MS-DOS exclusively on a Pentium II is pretty overkill. USB included, half the hardware by that point was expecting a higher-level operating system to be installed. That isn't to say as others have pointed out that aftermarket support was eventually added but I find a lot of it is a real hack and not worth the effort. (EG: USB support under Windows NT 4 even is really, really primitive)

Windows 98 Second Edition is a good combination for this board, minimum 64mb ram (and your limit is 512mb). It included by that point a "useable" implimentation of USB support, support for DVD drives, enhanced filesystem support and a few other goodies that either did not yet exist with Windows 95 or was not fully supported. DOS gaming is as easy as opening an MS-DOS prompt for everything but the most picky of games (and by that point you should be running something much older anyways).
 
But I just like MS-DOS... I do have Windows 98 SE... are there drivers for Sound Blaster Pro 2 for it? I know it would be overkill to put pure DOS on but for $60... why the hell not?

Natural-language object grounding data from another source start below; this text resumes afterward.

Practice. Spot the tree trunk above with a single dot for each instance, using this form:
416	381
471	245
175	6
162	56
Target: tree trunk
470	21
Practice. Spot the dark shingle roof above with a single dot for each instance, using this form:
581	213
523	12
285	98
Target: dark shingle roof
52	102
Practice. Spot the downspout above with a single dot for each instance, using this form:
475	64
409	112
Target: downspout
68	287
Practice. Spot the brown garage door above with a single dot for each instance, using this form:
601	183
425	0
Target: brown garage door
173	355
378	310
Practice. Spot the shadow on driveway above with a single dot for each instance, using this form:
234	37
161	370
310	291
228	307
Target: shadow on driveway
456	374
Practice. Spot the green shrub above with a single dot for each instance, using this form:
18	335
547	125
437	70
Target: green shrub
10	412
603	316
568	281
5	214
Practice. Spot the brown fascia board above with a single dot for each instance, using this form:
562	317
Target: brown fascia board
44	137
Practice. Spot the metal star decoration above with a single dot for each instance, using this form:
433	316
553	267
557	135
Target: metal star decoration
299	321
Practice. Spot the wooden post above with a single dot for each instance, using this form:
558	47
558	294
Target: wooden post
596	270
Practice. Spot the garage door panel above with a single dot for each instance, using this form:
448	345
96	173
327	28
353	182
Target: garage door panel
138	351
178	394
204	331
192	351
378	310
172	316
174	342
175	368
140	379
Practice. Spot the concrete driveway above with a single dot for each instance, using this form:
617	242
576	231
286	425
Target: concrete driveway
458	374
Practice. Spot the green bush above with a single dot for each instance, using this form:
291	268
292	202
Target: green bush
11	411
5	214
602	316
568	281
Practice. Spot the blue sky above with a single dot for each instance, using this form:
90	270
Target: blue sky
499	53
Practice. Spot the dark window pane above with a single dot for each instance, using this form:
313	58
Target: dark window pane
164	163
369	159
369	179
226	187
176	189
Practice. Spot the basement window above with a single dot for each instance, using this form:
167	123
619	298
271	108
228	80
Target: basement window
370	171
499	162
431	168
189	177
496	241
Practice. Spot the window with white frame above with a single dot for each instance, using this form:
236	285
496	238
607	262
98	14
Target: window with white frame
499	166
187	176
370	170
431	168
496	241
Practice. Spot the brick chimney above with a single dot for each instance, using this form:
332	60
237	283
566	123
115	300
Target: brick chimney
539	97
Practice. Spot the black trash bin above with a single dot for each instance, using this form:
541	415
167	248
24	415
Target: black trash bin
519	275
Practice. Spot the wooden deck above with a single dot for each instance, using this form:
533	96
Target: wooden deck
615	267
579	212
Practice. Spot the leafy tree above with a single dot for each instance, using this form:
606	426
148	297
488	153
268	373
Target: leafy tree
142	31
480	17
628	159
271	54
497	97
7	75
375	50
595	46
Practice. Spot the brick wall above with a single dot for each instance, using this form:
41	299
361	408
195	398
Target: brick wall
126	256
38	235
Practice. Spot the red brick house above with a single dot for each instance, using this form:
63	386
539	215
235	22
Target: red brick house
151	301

I can get most of my Win9x games to run on my Windows 7 32bit machine and those that have real issues work on my Windows XP laptop... I just loved the MS-DOS/Windows 3.11 combo.
 
Should be fine. Skip USB. I burn CD-Rs to transfer files. :) SB Pro is a strong hardware DOS card.
 
I use the Panasonic universal usbaspi.sys driver and the Motto Hairu USB Mass storage Driver (di1000dd.sys) for my DOS USB drives with excellent results on my 233 MHz board with a PCI USB card.

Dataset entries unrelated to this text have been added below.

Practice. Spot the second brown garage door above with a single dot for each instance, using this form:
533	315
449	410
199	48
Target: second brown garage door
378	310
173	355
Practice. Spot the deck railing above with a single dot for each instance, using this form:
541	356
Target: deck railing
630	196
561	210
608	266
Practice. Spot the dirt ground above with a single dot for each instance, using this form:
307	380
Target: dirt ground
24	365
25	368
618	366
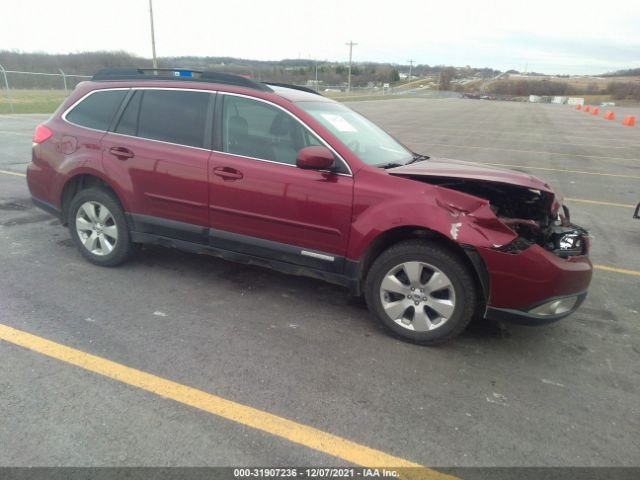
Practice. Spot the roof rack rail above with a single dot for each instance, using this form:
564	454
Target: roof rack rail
295	87
178	74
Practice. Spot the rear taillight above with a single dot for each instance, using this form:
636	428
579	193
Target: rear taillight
42	134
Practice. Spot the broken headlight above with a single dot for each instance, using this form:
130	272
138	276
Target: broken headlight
568	241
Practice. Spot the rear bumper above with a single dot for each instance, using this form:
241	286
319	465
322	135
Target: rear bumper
528	315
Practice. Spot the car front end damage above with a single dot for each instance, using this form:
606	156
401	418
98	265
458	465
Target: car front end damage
537	265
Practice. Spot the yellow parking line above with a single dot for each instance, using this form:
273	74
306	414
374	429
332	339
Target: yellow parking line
598	202
563	170
6	172
607	268
248	416
476	147
20	134
519	134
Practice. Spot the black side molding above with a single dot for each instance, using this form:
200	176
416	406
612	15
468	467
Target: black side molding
47	207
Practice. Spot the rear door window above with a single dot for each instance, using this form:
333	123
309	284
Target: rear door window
174	116
255	129
97	110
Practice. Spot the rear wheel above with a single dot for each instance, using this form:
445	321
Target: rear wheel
421	291
99	228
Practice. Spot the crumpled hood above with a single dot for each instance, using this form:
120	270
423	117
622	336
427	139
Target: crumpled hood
448	168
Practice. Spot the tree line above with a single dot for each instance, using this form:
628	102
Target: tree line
296	71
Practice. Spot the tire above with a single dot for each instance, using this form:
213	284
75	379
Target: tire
98	227
424	279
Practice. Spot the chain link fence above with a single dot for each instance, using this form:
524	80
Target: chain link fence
34	92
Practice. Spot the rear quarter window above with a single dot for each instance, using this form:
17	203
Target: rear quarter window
174	116
97	110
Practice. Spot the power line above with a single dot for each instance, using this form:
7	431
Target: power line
153	35
351	45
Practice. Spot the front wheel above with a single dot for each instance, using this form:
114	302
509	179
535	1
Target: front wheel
421	291
99	228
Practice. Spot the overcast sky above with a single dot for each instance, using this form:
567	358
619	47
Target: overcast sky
559	36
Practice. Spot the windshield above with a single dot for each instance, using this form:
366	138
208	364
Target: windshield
364	138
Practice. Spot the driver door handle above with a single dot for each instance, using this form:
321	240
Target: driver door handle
228	173
121	153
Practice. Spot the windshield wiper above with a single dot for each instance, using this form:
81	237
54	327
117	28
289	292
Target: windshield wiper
418	158
390	165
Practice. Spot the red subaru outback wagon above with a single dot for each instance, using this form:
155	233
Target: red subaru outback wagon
280	176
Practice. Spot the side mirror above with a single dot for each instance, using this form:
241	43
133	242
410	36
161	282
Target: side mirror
315	158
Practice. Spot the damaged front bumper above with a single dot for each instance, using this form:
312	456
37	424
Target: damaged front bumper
535	286
546	311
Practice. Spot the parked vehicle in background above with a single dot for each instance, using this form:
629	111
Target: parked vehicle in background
282	177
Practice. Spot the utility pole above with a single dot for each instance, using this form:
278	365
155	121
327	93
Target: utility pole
153	36
351	45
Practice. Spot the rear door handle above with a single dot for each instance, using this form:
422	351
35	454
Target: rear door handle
121	153
228	173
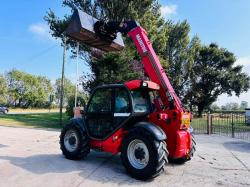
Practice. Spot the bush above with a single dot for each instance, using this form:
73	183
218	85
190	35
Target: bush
71	104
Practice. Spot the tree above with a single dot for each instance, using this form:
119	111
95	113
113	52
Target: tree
214	73
69	90
26	90
214	107
3	90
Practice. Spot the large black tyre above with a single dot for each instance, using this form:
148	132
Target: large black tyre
191	153
155	150
74	142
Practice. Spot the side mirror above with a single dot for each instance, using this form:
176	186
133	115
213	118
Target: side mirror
82	111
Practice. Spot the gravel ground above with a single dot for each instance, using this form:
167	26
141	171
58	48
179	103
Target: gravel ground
31	157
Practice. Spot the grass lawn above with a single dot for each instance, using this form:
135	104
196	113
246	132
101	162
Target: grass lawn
39	120
220	125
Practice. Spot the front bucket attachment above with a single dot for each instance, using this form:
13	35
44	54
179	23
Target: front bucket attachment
81	28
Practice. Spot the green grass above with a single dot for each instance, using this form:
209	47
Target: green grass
39	120
220	124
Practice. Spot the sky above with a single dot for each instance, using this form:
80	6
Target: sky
27	45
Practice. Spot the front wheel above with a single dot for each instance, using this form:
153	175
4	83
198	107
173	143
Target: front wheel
142	155
74	142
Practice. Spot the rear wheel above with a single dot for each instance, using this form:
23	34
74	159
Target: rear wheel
191	153
142	155
74	142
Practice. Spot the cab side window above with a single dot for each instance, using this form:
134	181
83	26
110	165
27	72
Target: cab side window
101	101
121	101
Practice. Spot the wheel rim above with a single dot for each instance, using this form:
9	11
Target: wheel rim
71	140
138	154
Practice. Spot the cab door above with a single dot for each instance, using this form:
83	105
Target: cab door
123	107
99	113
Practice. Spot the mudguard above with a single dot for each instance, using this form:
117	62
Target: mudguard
79	123
156	131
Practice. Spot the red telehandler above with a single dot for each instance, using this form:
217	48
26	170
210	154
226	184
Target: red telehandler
142	120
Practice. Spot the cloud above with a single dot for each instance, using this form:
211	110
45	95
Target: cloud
168	10
40	30
245	62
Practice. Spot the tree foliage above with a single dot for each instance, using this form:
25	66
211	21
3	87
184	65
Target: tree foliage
69	90
3	90
214	73
26	90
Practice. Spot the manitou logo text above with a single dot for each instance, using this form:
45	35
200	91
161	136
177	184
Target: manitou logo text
144	49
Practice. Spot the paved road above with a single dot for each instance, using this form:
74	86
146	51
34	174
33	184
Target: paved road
31	157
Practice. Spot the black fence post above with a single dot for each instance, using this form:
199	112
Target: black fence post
211	122
208	123
232	125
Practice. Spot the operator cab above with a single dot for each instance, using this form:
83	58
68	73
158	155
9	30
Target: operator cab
117	105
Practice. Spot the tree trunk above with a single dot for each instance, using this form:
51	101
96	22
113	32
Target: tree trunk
200	110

Ditto, Works great with my USB flash drives, I also use 'LoadSys' to load / unload the driver when needed.
 
Some games may not work properly. I have a Pentium 200 system where I pulled 64MB out so I just have 16MB left. That solved a lot of stability / not running issues for older games.

Got a Pentium 120 CPU in the mail yesterday. Will probably put that in. Some games run a bit too fast in a Pentium 200.
 
MS-DOS with an expanded memory handler can only address up to 64mb.

FreeDOS can handle up to ~4 GB with memory expanders IIRC. I've installed it on machines with 512 MB+ and I recall it seeing all of it as expanded/extended memory, but that was a long time ago.

I'd question the need for such a ridiculous amount of RAM on a DOS machine unless you were writing your own OS or something to take advantage of it.

Some games may not work properly. I have a Pentium 200 system where I pulled 64MB out so I just have 16MB left. That solved a lot of stability / not running issues for older games.

Yeah, I remember running into that problem back when I had Windows 98SE as my main rig in the late 90s. Some DOS games like Duke3D had a bug where if you had over a certain amount of RAM, the RAM check would overflow and it would refuse to install. DOS4GW also seemed to have a lot of problems with lots of memory installed and applications that used it frequently crashed.
 
FreeDOS can handle up to ~4 GB with memory expanders IIRC. I've installed it on machines with 512 MB+ and I recall it seeing all of it as expanded/extended memory, but that was a long time ago.
FreeDOS is a bloated sack of open source trash. I never consider or suggest it as an alternative.
 
^^ FreeDOS works great and I run it on everything. There's no way I'd bother with MS-DOS unless I needed to run an old version (3.3, etc.) on something ancient. YMMV.